Spex consistently makes the property inspection process faster. According to Spex customers at Fort McMurray, inspectors were able to increase the number of their average daily inspections by 45% with the use of the Spex platform. Additionally, Spex customers are able to receive, assign and respond to nearly 100% of inspections from insurance carriers (or other loss parties) within 24 hours of receipt. That level of reliability and responsiveness is an essential factor in overall claim cycle times.

On the other hand, data connectivity is far from reliable during CAT events. Nearly all Spex-generated inspections were conducted offline during Fort McMurray. Inspectors synced their field data back to the Spex Dashboard as soon as they regained Internet access. The ability to toggle back and forth between online and offline access is a challenging and fundamentally necessary technology component of the Spex platform.
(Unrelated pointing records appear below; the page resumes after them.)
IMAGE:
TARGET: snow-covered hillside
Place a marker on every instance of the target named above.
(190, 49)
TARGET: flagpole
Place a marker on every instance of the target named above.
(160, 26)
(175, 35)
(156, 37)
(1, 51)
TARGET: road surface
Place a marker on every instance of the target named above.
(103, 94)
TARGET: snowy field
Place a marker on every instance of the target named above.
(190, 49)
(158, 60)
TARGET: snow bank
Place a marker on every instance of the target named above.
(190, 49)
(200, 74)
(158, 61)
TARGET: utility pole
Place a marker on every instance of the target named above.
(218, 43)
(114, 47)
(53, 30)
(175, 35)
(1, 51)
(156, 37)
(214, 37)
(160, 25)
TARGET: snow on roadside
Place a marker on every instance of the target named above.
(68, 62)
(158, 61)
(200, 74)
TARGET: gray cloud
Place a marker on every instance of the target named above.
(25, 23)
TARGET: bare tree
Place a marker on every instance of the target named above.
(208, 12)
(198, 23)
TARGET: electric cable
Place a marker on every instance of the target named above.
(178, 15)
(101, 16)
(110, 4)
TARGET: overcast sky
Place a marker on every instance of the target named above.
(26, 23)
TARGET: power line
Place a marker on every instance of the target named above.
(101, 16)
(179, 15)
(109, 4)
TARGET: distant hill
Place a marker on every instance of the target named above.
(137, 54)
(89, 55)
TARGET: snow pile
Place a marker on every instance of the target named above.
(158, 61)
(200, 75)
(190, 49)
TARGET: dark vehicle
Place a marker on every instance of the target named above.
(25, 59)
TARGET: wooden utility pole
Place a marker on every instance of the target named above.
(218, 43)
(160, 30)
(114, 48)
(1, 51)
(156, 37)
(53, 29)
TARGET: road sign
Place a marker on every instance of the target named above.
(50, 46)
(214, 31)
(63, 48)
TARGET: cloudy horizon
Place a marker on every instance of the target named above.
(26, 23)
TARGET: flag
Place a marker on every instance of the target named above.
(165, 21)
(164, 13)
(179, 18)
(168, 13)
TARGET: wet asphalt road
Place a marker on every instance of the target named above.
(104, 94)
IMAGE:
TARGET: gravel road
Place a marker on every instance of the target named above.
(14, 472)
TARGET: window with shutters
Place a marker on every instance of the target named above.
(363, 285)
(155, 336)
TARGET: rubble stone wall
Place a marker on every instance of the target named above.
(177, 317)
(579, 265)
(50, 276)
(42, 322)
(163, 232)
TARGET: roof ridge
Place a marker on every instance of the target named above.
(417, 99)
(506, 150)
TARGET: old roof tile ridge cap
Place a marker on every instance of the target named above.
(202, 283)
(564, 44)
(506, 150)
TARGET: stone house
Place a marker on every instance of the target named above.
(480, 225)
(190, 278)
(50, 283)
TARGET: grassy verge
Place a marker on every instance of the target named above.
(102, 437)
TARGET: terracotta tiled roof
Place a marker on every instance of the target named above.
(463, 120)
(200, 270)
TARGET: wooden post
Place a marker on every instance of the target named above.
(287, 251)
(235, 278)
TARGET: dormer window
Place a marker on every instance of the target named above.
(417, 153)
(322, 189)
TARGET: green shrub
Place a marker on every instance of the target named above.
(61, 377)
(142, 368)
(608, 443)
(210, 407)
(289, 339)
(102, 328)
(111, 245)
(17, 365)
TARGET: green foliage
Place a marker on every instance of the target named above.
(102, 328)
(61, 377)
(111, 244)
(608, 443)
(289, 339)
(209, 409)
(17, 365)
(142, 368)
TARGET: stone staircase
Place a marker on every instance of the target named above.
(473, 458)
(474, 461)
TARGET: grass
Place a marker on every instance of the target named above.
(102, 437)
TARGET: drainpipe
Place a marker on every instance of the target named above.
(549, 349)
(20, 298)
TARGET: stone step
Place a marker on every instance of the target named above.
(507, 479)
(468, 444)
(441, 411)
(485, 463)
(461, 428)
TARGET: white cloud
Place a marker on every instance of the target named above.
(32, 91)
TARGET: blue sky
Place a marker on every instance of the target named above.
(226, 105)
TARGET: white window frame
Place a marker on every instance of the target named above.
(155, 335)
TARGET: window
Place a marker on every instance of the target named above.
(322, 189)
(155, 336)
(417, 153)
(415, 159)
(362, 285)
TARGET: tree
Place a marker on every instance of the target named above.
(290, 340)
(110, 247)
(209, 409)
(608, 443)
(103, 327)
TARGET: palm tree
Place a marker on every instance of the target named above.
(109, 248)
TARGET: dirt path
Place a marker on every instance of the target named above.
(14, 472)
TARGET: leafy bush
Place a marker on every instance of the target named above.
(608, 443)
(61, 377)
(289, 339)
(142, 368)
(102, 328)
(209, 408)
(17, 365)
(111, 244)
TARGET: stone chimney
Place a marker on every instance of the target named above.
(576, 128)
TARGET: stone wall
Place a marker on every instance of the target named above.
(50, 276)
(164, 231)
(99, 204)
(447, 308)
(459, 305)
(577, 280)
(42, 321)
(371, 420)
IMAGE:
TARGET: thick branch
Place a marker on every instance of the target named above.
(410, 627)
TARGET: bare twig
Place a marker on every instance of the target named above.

Lastly, Pat Foisey at Claim Assist Canada (CAC) and other Spex customers repeatedly speak to the value of “inspection organization” through Spex. Having all inspection data automatically organized is a key to speed. Even useful, digital solutions like Dropbox result in mismanaged, mislabeled photos and inspection data, particularly during high-volume events like Fort McMurray. With Spex, all inspection data is collected by assignment, structure and area and each entry is properly labeled. Those efficiencies result in significant time savings, plus future archive value, to firms like CAC and recipients of SpexReports®.

While a number of large Canadian businesses are feeling the economic impact of the large catastrophe and homeowners are working to re-establish their previous lives, many Canadians are better off today for the presence of Spex as part of the Fort McMurray resolution effort. We were grateful to be a part of the restoration effort.